El personaje de Taylor, interpretado por David Jonsson, es el centro sobre el que gira toda la película. Taylor lleva una década en prisión y se le presenta la oportunidad de salir por fin en libertad condicional. Jonsson interpreta magistralmente a un personaje muy perjudicado y cohibido, que se deja amedrentar y carece de esperanza hasta el momento en el que recibe la noticia. Salir significa poder ver por fin a su hijo, que ha crecido sin él.
Sin embargo, esta oportunidad corre peligro cuando le asignan como compañero de celda a un preso llamado Dee, alguien muy problemático e involucrado en numerosos negocios ilegales. Este personaje es todo lo opuesto a Taylor y funciona como el contrapunto que provoca que buena parte de la película recaiga sobre la dinámica entre ambos.
Tom Blyth dota a Dee de un carácter duro, una pizca de locura y mucha ira. El actor consigue mantener el equilibrio sobre una línea muy fina entre la confianza que transmite y la certeza de que, en cualquier momento, puede convertirse en una auténtica pesadilla —sobre todo, si tienes la mala suerte de perjudicarlo—.

Una mezcla de premisas que casan a la perfección
Aunque la trama principal de Hombres de acero gira en torno a la misión de Taylor de llegar a su último día en prisión sin sufrir ningún incidente —aun con la presencia de Dee—, llega un punto en el que la cinta parece estar formada por dos películas diferentes.

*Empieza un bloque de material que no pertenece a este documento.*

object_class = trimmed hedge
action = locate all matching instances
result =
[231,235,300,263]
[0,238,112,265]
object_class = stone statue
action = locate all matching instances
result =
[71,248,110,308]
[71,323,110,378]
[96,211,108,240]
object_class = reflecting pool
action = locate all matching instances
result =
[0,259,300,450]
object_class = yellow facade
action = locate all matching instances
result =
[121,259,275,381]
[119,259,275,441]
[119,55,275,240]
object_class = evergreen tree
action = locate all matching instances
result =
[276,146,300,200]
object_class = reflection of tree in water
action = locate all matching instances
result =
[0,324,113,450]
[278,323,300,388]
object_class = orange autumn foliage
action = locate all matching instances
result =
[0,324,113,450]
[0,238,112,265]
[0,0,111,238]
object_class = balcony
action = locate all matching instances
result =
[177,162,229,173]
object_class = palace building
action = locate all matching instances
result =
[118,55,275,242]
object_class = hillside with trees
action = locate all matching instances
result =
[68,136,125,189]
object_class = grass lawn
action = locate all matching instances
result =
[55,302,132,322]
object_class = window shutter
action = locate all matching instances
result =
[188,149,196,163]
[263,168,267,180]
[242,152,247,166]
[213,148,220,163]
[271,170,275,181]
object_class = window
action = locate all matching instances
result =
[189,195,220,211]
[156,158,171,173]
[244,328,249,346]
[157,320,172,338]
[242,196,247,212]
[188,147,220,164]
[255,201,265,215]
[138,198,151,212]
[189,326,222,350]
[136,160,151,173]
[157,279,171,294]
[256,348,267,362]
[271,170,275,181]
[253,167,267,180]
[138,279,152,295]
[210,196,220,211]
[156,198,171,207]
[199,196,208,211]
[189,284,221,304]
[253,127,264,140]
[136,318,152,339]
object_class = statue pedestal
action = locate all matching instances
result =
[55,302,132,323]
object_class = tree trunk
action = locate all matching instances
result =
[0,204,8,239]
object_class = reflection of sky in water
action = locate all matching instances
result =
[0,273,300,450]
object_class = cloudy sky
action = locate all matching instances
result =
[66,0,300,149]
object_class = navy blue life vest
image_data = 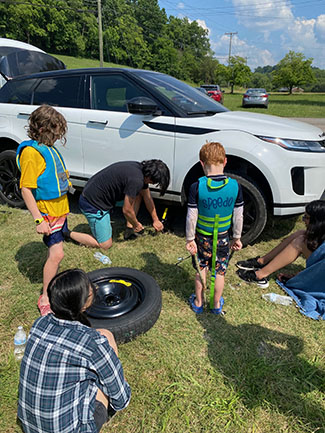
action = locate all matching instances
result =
[16,140,69,201]
[196,176,238,236]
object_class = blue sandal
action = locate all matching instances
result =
[188,293,203,314]
[210,296,225,314]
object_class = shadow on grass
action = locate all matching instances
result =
[15,242,47,284]
[197,314,325,431]
[255,215,300,243]
[141,253,194,301]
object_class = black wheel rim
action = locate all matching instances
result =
[87,276,145,319]
[0,158,23,205]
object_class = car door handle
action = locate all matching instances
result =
[89,120,108,125]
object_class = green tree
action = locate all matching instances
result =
[272,51,315,93]
[102,0,151,68]
[214,63,229,86]
[228,56,252,93]
[194,55,219,84]
[0,0,98,56]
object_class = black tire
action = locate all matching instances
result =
[0,150,25,208]
[87,267,162,343]
[225,173,267,245]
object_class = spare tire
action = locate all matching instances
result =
[86,267,162,343]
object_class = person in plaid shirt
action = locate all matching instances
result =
[18,269,131,433]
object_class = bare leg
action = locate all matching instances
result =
[255,234,311,279]
[214,274,225,308]
[126,194,142,229]
[40,242,64,305]
[194,268,208,307]
[70,232,99,248]
[258,230,305,265]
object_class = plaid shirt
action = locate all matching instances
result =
[18,314,131,433]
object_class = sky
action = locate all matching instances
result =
[159,0,325,71]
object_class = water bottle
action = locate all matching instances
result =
[262,293,292,306]
[94,251,112,265]
[14,326,26,361]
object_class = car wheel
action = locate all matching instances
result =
[225,173,267,245]
[87,267,162,343]
[0,150,25,208]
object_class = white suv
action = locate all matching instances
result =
[0,68,325,243]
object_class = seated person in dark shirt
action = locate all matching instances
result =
[18,269,131,433]
[70,159,170,250]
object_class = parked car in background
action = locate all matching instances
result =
[0,68,325,243]
[0,38,66,87]
[242,89,269,108]
[201,84,223,104]
[194,87,207,95]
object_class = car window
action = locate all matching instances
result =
[91,74,151,112]
[0,79,37,105]
[33,76,82,108]
[134,70,228,116]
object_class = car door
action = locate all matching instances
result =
[82,72,175,192]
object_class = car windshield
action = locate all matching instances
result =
[134,71,229,116]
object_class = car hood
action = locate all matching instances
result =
[186,111,323,141]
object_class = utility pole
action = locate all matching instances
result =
[97,0,104,68]
[225,32,238,65]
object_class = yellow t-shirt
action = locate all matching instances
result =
[20,146,69,217]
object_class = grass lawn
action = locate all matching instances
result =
[224,92,325,117]
[0,198,325,433]
[53,54,325,117]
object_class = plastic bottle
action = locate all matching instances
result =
[94,251,112,265]
[14,326,26,361]
[262,293,292,306]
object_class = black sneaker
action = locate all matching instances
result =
[237,269,269,289]
[236,256,264,271]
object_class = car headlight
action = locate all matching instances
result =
[257,136,325,152]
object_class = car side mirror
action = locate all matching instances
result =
[126,96,161,116]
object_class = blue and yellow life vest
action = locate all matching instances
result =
[16,140,69,201]
[196,176,238,236]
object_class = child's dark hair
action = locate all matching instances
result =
[27,105,68,146]
[306,200,325,251]
[141,159,170,195]
[47,269,94,326]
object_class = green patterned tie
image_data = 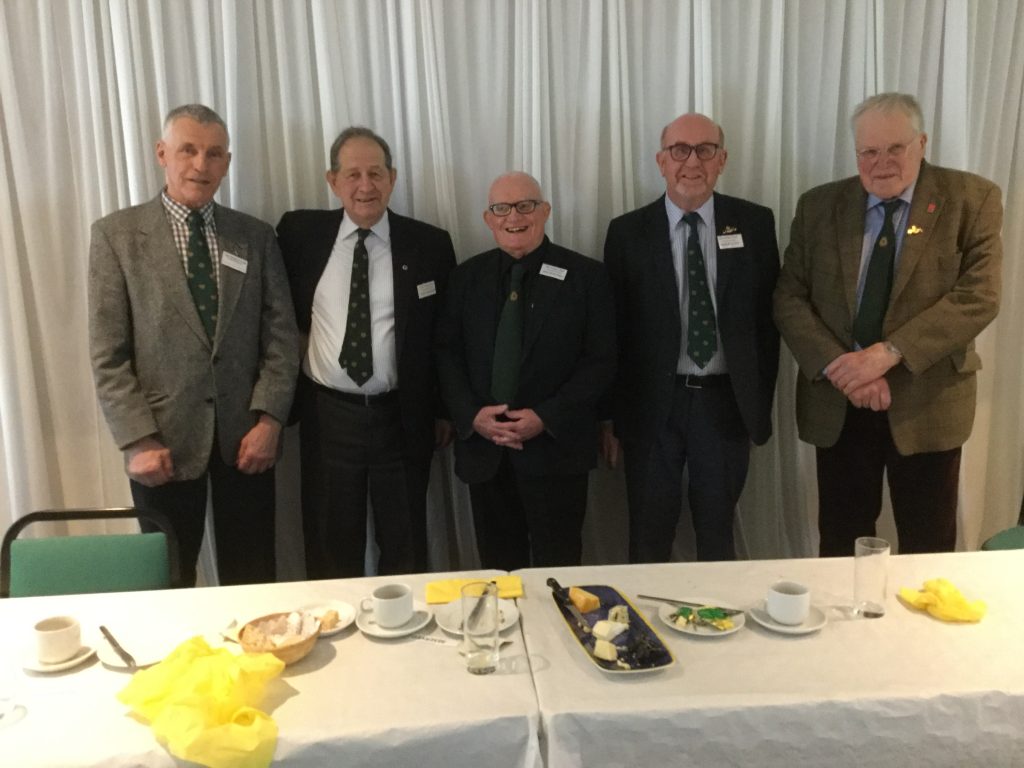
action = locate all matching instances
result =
[490,261,523,406]
[683,208,718,369]
[338,229,374,387]
[187,211,217,340]
[853,200,900,349]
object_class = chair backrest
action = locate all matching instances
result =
[0,508,180,597]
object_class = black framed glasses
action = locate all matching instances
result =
[487,200,544,216]
[662,141,721,163]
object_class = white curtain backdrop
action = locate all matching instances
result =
[0,0,1024,578]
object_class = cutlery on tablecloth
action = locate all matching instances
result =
[99,625,138,672]
[637,595,744,616]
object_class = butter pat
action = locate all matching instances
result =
[569,587,601,613]
[592,618,630,642]
[594,640,618,662]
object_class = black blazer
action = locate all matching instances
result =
[436,238,615,482]
[278,209,455,464]
[604,193,779,445]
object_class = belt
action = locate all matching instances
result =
[676,374,729,389]
[310,379,398,408]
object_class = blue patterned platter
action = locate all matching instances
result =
[552,585,676,674]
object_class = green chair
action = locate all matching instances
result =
[981,500,1024,552]
[0,508,181,597]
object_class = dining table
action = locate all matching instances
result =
[515,551,1024,768]
[0,570,542,768]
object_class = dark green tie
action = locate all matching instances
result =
[338,229,374,387]
[187,211,217,340]
[853,200,900,349]
[683,208,718,369]
[490,261,523,406]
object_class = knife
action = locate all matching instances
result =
[547,577,591,635]
[637,595,744,616]
[99,625,138,672]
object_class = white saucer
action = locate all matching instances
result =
[657,598,746,637]
[299,600,355,637]
[751,605,828,635]
[434,597,519,636]
[22,645,96,673]
[355,600,434,638]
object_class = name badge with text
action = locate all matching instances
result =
[718,233,743,251]
[220,251,249,274]
[541,264,568,280]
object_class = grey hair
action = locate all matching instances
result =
[850,91,925,133]
[164,104,231,143]
[329,125,393,173]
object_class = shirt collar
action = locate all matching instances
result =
[341,211,391,243]
[160,187,214,226]
[665,195,715,232]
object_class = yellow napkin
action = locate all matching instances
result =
[118,637,285,768]
[427,575,522,603]
[899,579,987,622]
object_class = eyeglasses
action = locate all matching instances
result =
[856,143,909,165]
[662,141,720,163]
[487,200,544,216]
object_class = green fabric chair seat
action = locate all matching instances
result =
[981,525,1024,552]
[10,532,171,597]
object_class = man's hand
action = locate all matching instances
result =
[434,419,455,451]
[125,436,174,487]
[825,341,900,397]
[473,406,522,451]
[849,377,893,411]
[236,414,281,475]
[597,421,620,469]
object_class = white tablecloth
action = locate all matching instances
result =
[518,552,1024,768]
[0,571,541,768]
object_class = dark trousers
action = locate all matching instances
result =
[817,406,961,557]
[624,377,751,563]
[299,382,430,579]
[131,438,276,587]
[469,449,588,570]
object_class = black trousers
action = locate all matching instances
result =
[624,376,751,563]
[131,438,276,587]
[299,382,430,579]
[469,449,588,570]
[817,406,961,557]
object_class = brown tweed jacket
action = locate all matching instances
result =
[774,163,1002,456]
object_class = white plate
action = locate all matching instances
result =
[355,600,434,638]
[657,597,746,637]
[22,645,96,673]
[299,600,355,637]
[434,597,519,636]
[751,605,828,635]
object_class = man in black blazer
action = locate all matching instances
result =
[602,115,779,562]
[437,172,615,570]
[278,127,455,579]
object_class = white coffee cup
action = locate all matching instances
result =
[35,616,82,664]
[359,584,413,630]
[765,582,811,626]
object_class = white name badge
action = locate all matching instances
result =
[541,264,568,280]
[220,251,249,274]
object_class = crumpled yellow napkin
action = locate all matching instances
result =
[427,575,522,603]
[118,637,285,768]
[899,579,987,622]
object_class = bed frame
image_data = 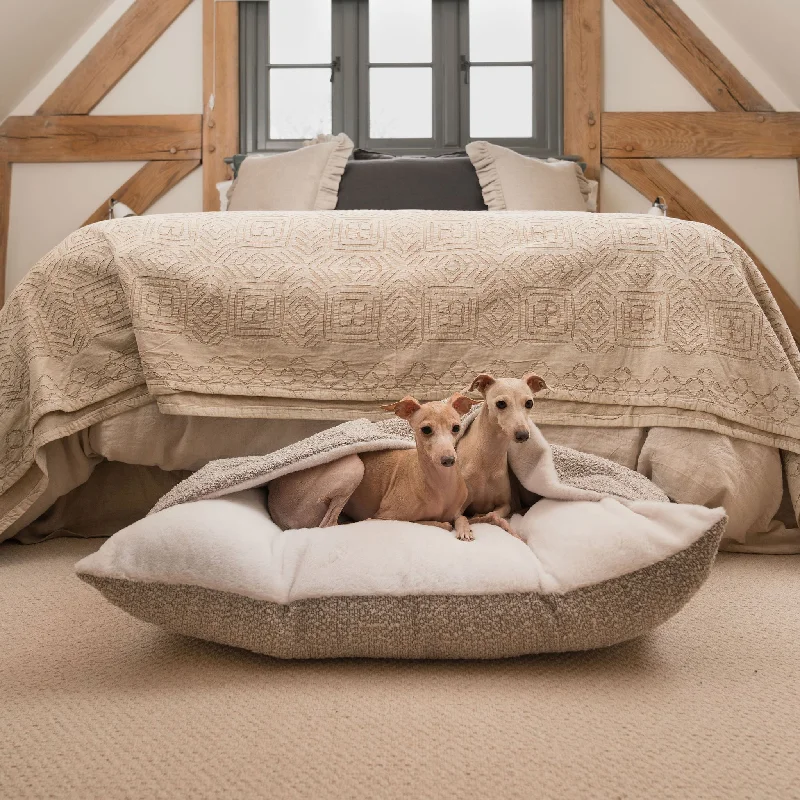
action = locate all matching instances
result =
[0,0,800,339]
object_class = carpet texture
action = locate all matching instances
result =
[0,539,800,800]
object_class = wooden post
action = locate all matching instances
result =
[203,0,239,211]
[564,0,603,180]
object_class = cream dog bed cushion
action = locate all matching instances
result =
[77,489,725,658]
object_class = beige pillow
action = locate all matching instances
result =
[228,133,353,211]
[467,142,597,211]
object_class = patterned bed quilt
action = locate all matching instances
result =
[0,211,800,538]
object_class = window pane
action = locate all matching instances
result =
[369,0,431,64]
[269,69,332,139]
[469,0,533,61]
[469,67,533,139]
[369,67,433,139]
[269,0,332,64]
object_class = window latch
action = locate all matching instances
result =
[461,56,469,83]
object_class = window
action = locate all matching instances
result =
[239,0,562,156]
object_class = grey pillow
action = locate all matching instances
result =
[336,151,486,211]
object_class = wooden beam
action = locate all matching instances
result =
[0,114,202,163]
[36,0,196,116]
[603,158,800,341]
[81,160,200,227]
[203,0,239,211]
[564,0,603,180]
[614,0,774,111]
[603,111,800,158]
[0,161,11,308]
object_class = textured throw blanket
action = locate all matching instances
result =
[0,211,800,531]
[150,409,668,521]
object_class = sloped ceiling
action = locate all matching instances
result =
[0,0,110,120]
[697,0,800,105]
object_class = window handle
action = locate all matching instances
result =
[461,56,469,83]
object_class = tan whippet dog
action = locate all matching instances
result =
[457,372,547,539]
[268,394,482,540]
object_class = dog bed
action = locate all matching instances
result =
[76,420,725,658]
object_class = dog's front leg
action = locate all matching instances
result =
[415,519,453,531]
[454,514,475,542]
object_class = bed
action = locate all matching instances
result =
[0,206,800,552]
[0,141,800,553]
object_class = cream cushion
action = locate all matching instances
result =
[76,489,724,658]
[228,133,353,211]
[467,142,597,211]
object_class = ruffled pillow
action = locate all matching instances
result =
[228,133,353,211]
[467,142,597,211]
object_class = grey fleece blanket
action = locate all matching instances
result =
[150,408,669,514]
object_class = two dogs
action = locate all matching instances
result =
[268,373,546,541]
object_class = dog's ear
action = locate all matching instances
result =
[469,372,494,395]
[522,372,548,394]
[447,393,480,417]
[381,394,422,419]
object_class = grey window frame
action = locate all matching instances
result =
[239,0,563,157]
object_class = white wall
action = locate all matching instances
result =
[601,0,800,302]
[3,0,800,301]
[6,0,203,292]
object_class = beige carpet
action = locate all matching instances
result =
[0,540,800,800]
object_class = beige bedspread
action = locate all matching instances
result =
[0,211,800,531]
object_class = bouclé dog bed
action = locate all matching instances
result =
[77,420,725,658]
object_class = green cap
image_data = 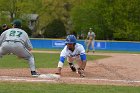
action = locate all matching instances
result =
[12,19,21,27]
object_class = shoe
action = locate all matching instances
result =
[31,71,40,77]
[69,63,76,72]
[78,68,86,78]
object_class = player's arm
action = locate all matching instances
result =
[79,53,87,70]
[79,46,87,70]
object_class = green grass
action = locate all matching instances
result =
[0,53,108,68]
[0,53,140,93]
[0,82,140,93]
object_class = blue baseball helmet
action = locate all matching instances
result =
[65,35,76,44]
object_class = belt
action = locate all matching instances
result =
[5,40,21,43]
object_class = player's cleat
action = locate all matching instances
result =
[69,63,76,72]
[78,68,85,78]
[31,71,40,77]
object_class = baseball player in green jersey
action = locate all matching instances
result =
[0,20,39,76]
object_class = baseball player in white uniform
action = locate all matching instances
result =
[56,35,87,77]
[0,20,38,76]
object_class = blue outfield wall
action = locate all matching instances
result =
[30,39,140,52]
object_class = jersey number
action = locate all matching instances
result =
[10,30,22,37]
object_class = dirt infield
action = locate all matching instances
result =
[0,51,140,86]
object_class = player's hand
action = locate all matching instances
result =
[28,48,32,51]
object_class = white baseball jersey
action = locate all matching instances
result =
[0,28,35,71]
[58,43,86,67]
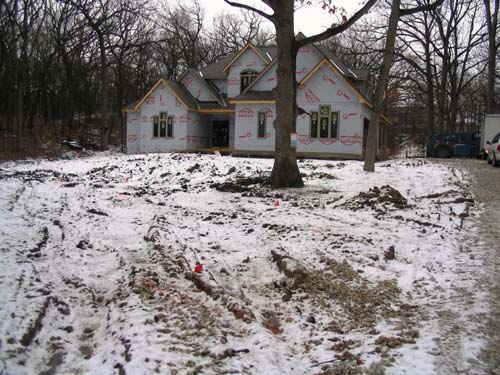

Por un lado, tenemos el camino de este padre para conseguir reunirse con su hijo cuando se encuentra a escasos metros de la línea de meta. Por otro, está la guerra que surge entre Dee y los dos presos que antes controlaban el ala de la prisión en la que viven.
Sin embargo, ambas tramas acaban entrelazándose de manera orgánica. La tensión aumenta a medida que la violencia se descontrola y da lugar a escenas realmente brutales, acompañadas de movimientos de cámara muy caóticos y frenéticos.
Una cinta visceral con un brillante dúo protagonista
Hombres de acero ofrece un nuevo vistazo al mundo carcelario y presenta una visión única mediante el uso de la tecnología como elemento narrativo. Su dúo protagonista —con personalidades y objetivos tan dispares— construye una dinámica intensa dentro de un mundo violento y visceral.